For example, 10-year-old Asif has developed magnetic shirt buttons for his disabled friend who couldn’t button up his shirts. Another innovative invention is a solar-powered helmet that doesn’t let you sweat and keeps your head cool with a mini fan.

Magnetic Buttons (Image: The Logical Indian)



These and many more innovative concepts have been developed by students who were taught to think different and from a whole new perspective by the Inqui-Lab Foundation in Hyderabad that aims to train young minds.

The lab is now working with over 20 schools in Hyderabad and over 700 students from 24 different classrooms. The lab has also been able to support students to come up with over 1,800 design submissions and over 200 prototypes. The lab conducts training sessions for students from Class VI to X.

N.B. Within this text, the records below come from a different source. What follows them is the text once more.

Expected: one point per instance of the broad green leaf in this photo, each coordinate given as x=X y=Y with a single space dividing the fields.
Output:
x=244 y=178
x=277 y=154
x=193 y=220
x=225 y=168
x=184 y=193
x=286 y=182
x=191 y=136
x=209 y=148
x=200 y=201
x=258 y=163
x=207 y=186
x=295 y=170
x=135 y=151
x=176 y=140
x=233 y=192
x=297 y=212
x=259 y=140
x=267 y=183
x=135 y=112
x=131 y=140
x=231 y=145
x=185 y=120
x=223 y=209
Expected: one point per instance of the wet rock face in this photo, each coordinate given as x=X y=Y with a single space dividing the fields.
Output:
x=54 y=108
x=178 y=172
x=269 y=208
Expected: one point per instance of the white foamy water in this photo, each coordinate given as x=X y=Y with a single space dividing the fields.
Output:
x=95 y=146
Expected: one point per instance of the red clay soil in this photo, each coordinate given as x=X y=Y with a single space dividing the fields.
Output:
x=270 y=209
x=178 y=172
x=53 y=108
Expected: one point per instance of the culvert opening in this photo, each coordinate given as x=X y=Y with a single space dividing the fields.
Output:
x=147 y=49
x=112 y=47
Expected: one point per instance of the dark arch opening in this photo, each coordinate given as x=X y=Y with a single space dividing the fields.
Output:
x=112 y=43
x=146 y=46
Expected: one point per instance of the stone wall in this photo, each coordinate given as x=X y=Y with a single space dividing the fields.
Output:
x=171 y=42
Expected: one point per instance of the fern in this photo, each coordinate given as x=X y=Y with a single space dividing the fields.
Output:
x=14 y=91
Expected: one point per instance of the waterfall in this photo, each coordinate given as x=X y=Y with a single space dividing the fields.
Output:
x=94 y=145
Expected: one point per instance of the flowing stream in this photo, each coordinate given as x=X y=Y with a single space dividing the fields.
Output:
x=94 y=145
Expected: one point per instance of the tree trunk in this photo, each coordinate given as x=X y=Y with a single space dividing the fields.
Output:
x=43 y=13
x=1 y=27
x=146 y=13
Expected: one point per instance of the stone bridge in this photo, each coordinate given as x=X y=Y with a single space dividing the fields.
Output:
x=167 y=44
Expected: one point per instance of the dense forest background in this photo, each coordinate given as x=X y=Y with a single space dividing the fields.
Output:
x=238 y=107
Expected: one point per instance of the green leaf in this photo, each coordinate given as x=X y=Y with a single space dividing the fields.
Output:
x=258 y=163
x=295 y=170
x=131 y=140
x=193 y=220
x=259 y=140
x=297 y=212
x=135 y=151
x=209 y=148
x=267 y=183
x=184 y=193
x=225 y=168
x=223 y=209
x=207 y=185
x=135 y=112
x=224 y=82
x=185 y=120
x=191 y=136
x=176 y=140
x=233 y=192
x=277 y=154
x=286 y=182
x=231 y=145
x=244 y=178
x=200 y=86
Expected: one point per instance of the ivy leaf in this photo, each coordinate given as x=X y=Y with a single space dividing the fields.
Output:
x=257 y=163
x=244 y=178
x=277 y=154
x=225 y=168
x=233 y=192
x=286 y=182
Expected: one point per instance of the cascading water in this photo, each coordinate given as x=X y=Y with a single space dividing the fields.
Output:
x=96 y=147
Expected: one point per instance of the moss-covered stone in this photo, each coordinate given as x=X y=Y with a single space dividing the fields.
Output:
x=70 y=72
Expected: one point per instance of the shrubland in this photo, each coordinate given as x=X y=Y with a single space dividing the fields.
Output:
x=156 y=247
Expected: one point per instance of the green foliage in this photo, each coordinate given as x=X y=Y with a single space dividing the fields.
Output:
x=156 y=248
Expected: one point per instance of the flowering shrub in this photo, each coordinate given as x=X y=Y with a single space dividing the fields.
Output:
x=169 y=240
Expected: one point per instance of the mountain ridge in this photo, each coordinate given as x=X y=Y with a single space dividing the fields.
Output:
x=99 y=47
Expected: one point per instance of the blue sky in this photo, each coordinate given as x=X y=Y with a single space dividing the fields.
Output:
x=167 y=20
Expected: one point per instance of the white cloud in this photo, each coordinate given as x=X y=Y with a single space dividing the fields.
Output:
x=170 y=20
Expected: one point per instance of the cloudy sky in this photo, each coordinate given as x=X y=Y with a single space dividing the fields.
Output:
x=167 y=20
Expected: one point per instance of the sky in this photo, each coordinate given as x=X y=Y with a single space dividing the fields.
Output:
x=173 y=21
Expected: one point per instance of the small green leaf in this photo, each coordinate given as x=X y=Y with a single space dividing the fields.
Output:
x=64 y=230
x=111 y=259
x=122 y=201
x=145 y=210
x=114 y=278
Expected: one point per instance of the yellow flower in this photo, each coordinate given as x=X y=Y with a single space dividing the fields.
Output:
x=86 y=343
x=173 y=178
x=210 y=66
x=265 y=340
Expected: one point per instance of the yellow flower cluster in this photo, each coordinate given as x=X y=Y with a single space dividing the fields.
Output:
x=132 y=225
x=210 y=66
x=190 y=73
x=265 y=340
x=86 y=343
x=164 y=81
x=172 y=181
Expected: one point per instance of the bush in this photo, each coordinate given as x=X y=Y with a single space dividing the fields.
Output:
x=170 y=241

Founded by Eshwar Bandi, Sahithya Anumolu and Vivek Piddempally, Inqui-Lab was set up in 2017 to provide programmes that bridge the gap in application skills. The lab aims to develop the skills and creativity of students through its IDOC approach, that stands for Inspire, Design, Optimize and Create.



Speaking to Edex Live about how Inqui-Lab differs from other innovation programmes like Atal Tinkering Lab, Eshwar said,

“They will give you the material and ask you to come up with something. Infrastructure is fundamental for them, but that is not the case with us."

The lab provides a basic kit with tools like magnet, wires etc, with which students can build prototypes of their ideas and concepts.

Eshwar added,

“Simply put, some of the ideas might be simplistic or might suffer from implementation issues on a large scale, but if a student can use the concepts they learn to come up with a plausible solution, the foundation considers it a success. What's more, they do this under the supervision of their fellow-schoolmates who have been trained by the Foundation to guide, mentor, and supervise them.”

Following the learning approach, the lab witnessed Design and Innovation being inducted in the curriculum of 15 social welfare schools in Telangana.

With additional support from Salesforce India, the Telangana State Innovation Cell and Hyderabad-based NGO Yuva Varadhi and the founders, the lab introduced Think and Make innovation programme for Class VIII students, reports The Logical Indian.